Directed evolution of Penicillium janczewskii zalesk α-galactosidase toward enhanced activity and expression in Pichia pastoris.

In this study, the activity of an α-galactosidase obtained from Penicillium janczewskii zalesk was improved via modifying its gene by error-prone PCR and DNA shuffling. The mutated DNA was ligated to pBGP1, an autonomous-replicating vector, which was subsequently transformed into Pichia pastoris X-33. The expressed enzyme activities were measured after single colonies were cultured in yeast-peptone-dextrose medium in deep-well plates. After two rounds of screening, two mutants with higher activity were obtained. By PCR analysis, four mutation sites (S167G, P455L, N637S, and P490L/P490H) were found in these two variants (mutant-59 and mutant-8).
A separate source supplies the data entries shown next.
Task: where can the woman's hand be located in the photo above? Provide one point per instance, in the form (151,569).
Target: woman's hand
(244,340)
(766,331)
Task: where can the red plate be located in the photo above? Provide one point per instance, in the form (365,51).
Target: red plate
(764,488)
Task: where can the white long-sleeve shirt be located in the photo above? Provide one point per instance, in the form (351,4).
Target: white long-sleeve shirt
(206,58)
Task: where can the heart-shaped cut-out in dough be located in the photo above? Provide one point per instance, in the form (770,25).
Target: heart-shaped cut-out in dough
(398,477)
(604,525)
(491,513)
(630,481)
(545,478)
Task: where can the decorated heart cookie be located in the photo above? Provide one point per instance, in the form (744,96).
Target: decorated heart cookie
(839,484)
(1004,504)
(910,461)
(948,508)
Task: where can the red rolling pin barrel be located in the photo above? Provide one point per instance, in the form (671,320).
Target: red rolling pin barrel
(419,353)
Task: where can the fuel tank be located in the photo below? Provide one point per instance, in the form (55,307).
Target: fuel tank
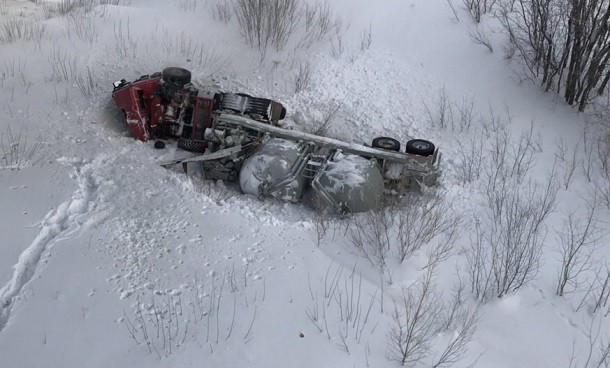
(275,170)
(348,184)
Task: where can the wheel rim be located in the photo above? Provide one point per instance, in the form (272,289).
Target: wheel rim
(421,145)
(386,143)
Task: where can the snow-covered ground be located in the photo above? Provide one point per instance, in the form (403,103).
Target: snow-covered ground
(108,259)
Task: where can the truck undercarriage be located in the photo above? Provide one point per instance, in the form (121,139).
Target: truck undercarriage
(239,140)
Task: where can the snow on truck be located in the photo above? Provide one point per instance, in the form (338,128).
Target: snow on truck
(240,139)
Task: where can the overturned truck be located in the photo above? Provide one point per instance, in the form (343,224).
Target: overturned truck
(240,139)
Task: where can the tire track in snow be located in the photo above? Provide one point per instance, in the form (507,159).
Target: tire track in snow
(67,218)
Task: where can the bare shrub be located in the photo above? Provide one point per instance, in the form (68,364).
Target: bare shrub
(442,115)
(478,8)
(419,317)
(337,48)
(366,38)
(372,235)
(214,312)
(125,45)
(504,252)
(470,159)
(341,311)
(302,79)
(401,229)
(602,183)
(456,18)
(18,151)
(329,113)
(222,11)
(266,23)
(86,83)
(597,353)
(466,113)
(420,220)
(597,296)
(188,5)
(62,65)
(84,27)
(569,160)
(561,45)
(204,55)
(318,22)
(576,243)
(15,29)
(480,38)
(63,7)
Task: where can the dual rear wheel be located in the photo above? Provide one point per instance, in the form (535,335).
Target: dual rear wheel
(419,147)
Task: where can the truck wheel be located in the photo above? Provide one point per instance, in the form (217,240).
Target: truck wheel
(177,76)
(386,143)
(192,145)
(420,147)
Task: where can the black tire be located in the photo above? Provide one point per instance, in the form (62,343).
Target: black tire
(192,145)
(386,143)
(176,76)
(420,147)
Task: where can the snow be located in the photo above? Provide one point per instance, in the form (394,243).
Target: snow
(97,238)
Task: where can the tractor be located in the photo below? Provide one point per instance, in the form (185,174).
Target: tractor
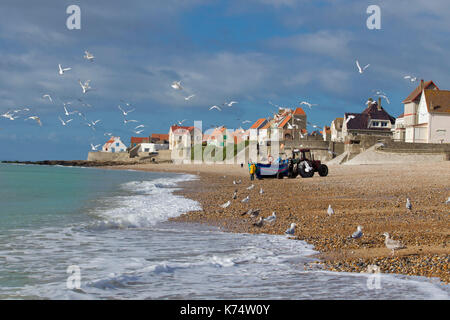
(305,165)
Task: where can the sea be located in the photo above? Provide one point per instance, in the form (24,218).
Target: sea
(87,233)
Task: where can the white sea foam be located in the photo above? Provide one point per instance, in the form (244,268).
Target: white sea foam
(149,202)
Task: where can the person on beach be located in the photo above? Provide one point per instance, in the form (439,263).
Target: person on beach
(252,171)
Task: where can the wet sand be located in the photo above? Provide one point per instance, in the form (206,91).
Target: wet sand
(373,196)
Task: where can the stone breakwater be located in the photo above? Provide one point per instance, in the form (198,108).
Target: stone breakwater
(371,196)
(73,163)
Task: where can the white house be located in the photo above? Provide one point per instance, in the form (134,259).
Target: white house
(114,144)
(153,147)
(184,137)
(432,123)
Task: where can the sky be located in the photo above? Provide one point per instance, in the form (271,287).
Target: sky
(252,51)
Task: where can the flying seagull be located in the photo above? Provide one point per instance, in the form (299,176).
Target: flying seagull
(309,105)
(176,85)
(64,123)
(230,103)
(48,97)
(88,56)
(85,86)
(35,118)
(361,70)
(411,78)
(291,229)
(125,113)
(215,107)
(392,244)
(62,70)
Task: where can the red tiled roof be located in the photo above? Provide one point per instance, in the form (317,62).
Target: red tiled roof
(139,140)
(283,123)
(438,101)
(299,111)
(418,90)
(160,136)
(258,123)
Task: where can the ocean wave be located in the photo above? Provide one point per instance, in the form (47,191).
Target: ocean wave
(150,202)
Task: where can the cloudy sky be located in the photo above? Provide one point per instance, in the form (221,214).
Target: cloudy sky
(252,51)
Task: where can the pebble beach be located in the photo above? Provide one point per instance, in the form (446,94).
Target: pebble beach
(372,196)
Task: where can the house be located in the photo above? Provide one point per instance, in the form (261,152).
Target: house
(183,137)
(114,144)
(427,114)
(138,140)
(326,133)
(159,138)
(374,120)
(336,130)
(398,132)
(153,147)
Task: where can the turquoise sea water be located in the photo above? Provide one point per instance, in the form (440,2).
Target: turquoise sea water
(113,226)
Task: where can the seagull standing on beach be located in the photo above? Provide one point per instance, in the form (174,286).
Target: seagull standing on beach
(408,204)
(361,70)
(226,204)
(259,223)
(358,233)
(330,210)
(62,70)
(291,229)
(392,244)
(271,218)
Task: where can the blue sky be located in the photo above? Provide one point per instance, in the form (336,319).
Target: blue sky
(252,51)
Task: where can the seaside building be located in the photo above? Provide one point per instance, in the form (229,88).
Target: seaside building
(134,141)
(373,121)
(427,114)
(114,144)
(159,138)
(336,130)
(184,137)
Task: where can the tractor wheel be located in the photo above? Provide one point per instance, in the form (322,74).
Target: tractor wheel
(305,174)
(323,170)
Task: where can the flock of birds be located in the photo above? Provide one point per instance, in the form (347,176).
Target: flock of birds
(65,118)
(390,243)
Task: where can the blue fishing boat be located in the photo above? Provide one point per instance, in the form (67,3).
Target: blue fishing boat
(278,169)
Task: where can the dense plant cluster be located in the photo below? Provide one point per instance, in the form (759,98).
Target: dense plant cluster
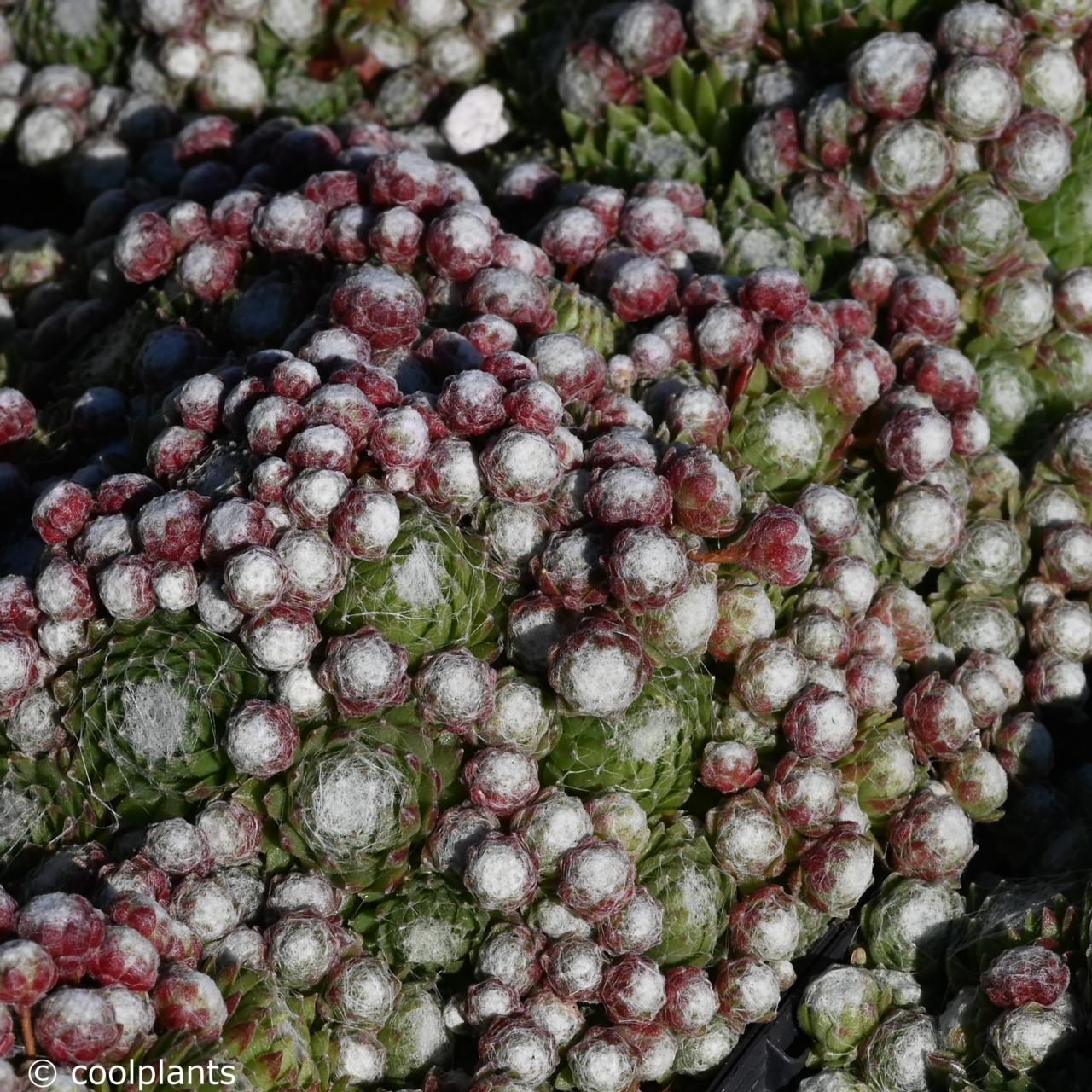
(482,603)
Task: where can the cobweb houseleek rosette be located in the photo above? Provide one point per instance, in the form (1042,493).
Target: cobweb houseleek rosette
(47,800)
(427,928)
(648,751)
(678,868)
(148,708)
(359,796)
(433,590)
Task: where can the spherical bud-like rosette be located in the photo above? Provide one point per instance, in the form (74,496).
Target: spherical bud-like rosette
(500,874)
(931,838)
(1028,974)
(837,869)
(596,878)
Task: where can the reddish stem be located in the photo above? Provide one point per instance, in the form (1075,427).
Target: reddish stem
(24,1019)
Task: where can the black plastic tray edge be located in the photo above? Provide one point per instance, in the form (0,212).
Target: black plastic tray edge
(770,1057)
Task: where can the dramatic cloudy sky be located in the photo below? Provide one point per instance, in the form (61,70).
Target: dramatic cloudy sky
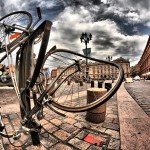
(120,28)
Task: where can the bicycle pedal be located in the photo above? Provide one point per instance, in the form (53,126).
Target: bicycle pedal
(17,136)
(2,128)
(40,116)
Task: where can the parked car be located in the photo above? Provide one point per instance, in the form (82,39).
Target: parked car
(136,78)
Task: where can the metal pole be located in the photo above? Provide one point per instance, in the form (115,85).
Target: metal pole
(86,60)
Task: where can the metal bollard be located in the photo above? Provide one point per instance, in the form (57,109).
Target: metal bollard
(81,83)
(108,86)
(100,84)
(96,115)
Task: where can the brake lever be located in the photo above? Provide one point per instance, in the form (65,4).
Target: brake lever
(47,104)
Mutant-59 showed the highest activity at pH 5.0 and 40 °C with an increased V(max) value of 769 μmol/min and the specific activity of 667 U/mg against p-nitrophenyl α-D-galactopyranoside. The two mutant enzymes also showed similar resistance to the metal ions of Cu(2+), Fe(2+), and Zn(2+). In a 10-L fermenter, the supernatant enzyme activity reached the maximum of 550.2 U/mL upon the methanol induction for 96 h. This fermentation activity of the mutant was improved approximately two more folds than the wild type α-galactosidase. This mutant of α-galactosidase is prospective in feed manufacturing as feed additives to improve nutrient digestibility in monogastric animals.